Carbon capture remains a risky and ineffective distraction. The NewClimate Institute, a German think tank, released Companies’ role in scaling up durable carbon dioxide removals, which finds that most “carbon capture” today is not a long-term solution. Companies will often receive credit for, for example, planting trees even if they later burn down. To make matters worse, an article in the journal Nature finds that there are hard limits to how much captured carbon can actually be stored in the planet, which means that even if the technology worked as well as proponents claim, it still couldn’t solve most of our climate problems. Finally, the Australia Institute highlights on their blog just how ineffective Australia’s publicly-subsidized carbon capture projects have been when it comes to reducing emissions. Altogether, carbon capture remains a dangerous distraction from the essential task of true decarbonization.
Everything you need to know about just transition policy in one place. The UNFCCC has published a synthesis report on just transition frameworks drawn from a huge array of global submissions. If you’re already steeped in the just transition literature you won’t find much new here, but I appreciate how comprehensive the report is, especially its detailed breakdowns of 52 existing just transition policy frameworks from around the world. It’ll be a really useful citation moving forward.
Climate investment targets might succeed where emissions targets failed. One of my favourite industrial policy writers, Bentley Allan, has a new article in Noema Magazine that discusses the geopolitics of the green transition. One of the big takeaways is that many developing countries are aggressively adopting renewables not only for climate reasons but also because they offer freedom from the extortionist fossil fuel trade (and, as a bonus, are increasingly the cheapest option).
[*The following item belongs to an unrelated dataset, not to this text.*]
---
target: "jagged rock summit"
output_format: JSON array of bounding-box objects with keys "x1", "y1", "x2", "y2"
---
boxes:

The article offers some big ideas for reorganizing global climate governance to capitalize on these trends, including a new mandate for the UNFCCC focused on climate investments and green industrial policy.
The health impacts of climate change are increasingly dire. A report from the U.S. National Academies of Sciences, Engineering, and Medicine documents in rigorous detail the wide variety of ways climate change harms human health, including through heat, pollution and disease. An article in the journal Nature finds that air pollution from the 2023 Canadian wildfires alone was responsible for 64,000 deaths worldwide. And an article in Nature Medicine estimates that extreme heat waves in Europe in 2024 killed 63,000 people. These warnings are echoed by the Canadian Association of Nurses for the Environment in a recent commentary for the CCPA blog. Health risks are one of the most important yet underappreciated consequences of climate change.
AI is gutting youth labour markets. A working paper from Stanford’s Digital Economy Lab, Canaries in the Coal Mine?, flags six worrying trends for AI in the labour market. The headline finding is that young American workers in AI-exposed industries, such as software development or customer service, have experienced a 13 per cent decline in employment since the release of ChatGPT in fall 2022 even as employment among older workers in those industries remained stable. That’s a massive impact for a technology that’s just getting started.
Canada is racing blind into an uncertain AI future. An excellent new article by Canadian researchers published by the University of Essex, “Canada’s High-Stakes AI Gamble,” exposes Canadian governments’ blind faith in technological progress, including the current federal government’s insistence that public interest regulation not get in the way of private sector innovation. We should be following in the EU’s footsteps, not the U.S.’, when it comes to AI regulation.